4 women who recently passed have left legacies around the county.

September 5, 2018

4 women who recently passed have left legacies around the county.

By Rob Alway, Editor-in-Chief

Within the last week, Mason County has lost four influential women, Helen Gancarz, Patsy Hagerman, Beatrice McCormick, and Doris Lundberg. The legacies these women have left behind have impacted business, farming, logging, sports, health care and the faith community of rural Mason County.

Helen Gancarz, 80, passed away on Thursday, Aug. 30. Helen was the daughter of Walter and Kathryn (Savich) Gancarz. She was raised on the family farm in Free Soil until her family moved to Muskegon so her father could work in a defense factory during World War II. The family eventually made its to Free Soil where Helen graduated with the Free Soil High School class of 1956. She broke many traditional gender barriers, excelling at baseball, softball, basketball, and deer hunting. She spent many years playing amateur fast-pitch softball and is inducted in the Mason County Sports Hall of Fame. She was also a pilot who received training in search and rescue missions, military drill, navigation, and radio-telephone operation. Helen received a master’s degree in education from Western Michigan University and another one in school social work from Michigan State University. She spent her career working in education, health, and welfare fields. She was also a devout Catholic and a historian who researched Free Soil history.

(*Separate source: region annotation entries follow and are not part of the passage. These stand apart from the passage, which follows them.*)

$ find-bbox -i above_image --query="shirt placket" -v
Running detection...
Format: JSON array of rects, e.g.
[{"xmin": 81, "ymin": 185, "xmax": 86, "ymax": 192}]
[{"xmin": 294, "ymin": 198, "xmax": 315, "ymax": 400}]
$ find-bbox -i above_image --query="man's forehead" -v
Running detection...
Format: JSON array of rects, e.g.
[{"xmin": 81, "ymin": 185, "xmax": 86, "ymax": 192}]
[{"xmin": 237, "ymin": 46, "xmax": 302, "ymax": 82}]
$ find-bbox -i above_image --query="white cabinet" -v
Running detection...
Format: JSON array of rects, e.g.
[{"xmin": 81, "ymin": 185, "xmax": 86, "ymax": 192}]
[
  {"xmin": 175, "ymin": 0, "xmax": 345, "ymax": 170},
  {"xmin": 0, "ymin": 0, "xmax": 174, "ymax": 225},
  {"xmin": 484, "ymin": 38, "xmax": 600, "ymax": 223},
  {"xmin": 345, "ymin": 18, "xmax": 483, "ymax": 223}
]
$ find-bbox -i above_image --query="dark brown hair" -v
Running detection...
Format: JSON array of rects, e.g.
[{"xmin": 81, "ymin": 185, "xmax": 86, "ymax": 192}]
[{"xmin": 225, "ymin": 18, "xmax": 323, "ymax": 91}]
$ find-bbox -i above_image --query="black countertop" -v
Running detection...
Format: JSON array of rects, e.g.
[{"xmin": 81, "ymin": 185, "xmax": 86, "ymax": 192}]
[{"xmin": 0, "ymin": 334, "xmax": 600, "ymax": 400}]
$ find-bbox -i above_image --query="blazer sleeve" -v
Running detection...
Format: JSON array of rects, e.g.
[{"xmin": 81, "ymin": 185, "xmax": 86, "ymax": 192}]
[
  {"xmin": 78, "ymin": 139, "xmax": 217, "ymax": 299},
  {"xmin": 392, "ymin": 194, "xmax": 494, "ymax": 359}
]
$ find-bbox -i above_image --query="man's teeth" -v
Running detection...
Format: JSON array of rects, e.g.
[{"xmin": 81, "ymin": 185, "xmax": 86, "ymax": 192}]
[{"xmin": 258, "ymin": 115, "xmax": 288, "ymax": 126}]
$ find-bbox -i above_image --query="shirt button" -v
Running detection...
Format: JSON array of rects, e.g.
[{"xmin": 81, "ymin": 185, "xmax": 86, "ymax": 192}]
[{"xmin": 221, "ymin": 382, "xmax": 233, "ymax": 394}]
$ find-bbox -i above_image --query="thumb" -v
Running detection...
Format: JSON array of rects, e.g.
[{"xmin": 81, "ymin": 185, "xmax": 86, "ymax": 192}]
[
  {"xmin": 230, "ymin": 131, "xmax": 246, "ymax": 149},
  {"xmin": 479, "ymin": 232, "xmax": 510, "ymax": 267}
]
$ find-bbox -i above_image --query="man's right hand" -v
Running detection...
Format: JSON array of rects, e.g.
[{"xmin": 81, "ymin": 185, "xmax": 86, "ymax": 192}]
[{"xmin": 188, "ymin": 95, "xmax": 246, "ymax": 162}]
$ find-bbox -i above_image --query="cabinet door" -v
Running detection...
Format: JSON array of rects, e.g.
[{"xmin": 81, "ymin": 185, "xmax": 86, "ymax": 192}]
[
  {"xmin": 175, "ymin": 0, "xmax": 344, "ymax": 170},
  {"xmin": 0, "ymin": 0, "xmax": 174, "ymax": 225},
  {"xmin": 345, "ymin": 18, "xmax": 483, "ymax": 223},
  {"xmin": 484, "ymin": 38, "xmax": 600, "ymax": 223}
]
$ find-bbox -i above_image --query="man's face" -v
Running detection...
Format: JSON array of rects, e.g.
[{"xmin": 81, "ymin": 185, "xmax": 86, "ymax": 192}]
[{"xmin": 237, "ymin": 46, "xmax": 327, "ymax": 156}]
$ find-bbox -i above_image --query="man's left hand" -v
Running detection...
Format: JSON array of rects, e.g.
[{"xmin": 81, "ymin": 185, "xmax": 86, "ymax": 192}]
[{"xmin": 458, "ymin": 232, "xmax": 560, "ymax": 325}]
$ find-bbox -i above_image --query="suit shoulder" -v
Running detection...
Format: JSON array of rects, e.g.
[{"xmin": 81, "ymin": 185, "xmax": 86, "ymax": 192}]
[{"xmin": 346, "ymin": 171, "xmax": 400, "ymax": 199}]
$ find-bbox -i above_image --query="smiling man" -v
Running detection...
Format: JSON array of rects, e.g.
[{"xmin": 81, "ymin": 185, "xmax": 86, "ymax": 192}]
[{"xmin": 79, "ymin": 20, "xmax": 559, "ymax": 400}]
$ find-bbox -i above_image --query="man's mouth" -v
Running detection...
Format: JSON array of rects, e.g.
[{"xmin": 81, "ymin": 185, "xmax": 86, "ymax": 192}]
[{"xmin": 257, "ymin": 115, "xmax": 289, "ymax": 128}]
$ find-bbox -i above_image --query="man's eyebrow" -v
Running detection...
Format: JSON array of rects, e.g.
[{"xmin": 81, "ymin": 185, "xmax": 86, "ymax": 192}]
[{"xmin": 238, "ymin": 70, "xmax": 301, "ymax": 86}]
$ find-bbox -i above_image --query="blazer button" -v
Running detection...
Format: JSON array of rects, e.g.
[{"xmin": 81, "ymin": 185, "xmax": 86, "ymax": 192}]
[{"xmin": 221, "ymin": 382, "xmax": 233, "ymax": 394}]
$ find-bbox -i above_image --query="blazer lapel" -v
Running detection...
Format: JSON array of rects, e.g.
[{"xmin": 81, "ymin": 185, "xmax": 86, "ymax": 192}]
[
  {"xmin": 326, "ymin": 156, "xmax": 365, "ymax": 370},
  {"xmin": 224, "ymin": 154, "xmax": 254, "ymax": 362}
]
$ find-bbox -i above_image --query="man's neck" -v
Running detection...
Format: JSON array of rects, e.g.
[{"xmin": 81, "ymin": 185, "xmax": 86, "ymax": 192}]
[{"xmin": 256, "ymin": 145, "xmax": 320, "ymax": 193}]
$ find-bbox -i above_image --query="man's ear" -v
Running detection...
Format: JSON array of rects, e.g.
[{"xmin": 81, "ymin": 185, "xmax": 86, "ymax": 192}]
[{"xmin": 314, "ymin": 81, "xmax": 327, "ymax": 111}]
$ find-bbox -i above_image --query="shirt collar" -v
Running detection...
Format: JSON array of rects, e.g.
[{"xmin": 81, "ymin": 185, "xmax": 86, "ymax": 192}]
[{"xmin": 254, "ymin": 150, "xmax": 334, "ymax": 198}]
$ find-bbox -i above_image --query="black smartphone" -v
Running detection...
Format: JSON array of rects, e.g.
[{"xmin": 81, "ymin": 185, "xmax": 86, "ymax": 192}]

Patsy Hagerman, 69, also passed away on Thursday, Aug. 30. Like Helen, she grew up in Free Soil on the family farm. She was the daughter of Robert and Aldonna Kran. Patsy graduated from Free Soil High School in 1967 and attended Central Michigan University. Patsy married Chuck Hagerman shortly after Chuck joined the Navy. They spent 13 years in the Navy and eventually returned to Mason County, settling in Ludington.  While raising her three daughters, she attended West Shore Community College and earned her degree as a registered nurse, and worked in the local health care field since.

Beatrice McCormick, 96, passed away on Saturday, Sept. 1. She was born in Fountain, the daughter of Lee and Selma (Blohm) Klopfenstein and attended Fountain School. In 1939, she and Gerald McCormick were married in Scottville, and together they built the logging legacy known now as McCormick Sawmills. She and Gerald raised two sons and the sawmill continues in its third generation. They were both big supporters of the Fountain community.

Doris Lundberg, 93, passed away on Sept. 3. She was the matriarch of Lundberg Brothers’ New Horizon Farm in Riverton Township, located near the Mason-Oceana counties line. Doris was born in Derby, England, the daughter of Samuel and Edith (Bennett) Poole. During World War II she worked as a typist for the British government, and then met an American GI, Lawrence Lundberg. Lawrence brought Doris back to the U.S. and they raised four sons and a daughter on the family farm. She was the director of St. Paul’s United Methodist Church choir for 40 years. She also shared her joy of knitting and baking with the patients and personnel of the Ludington hospital, contributing over 15,800 volunteer hours. She knitted hundreds of mittens every year for the hospital and hundreds of hats for newborn babies.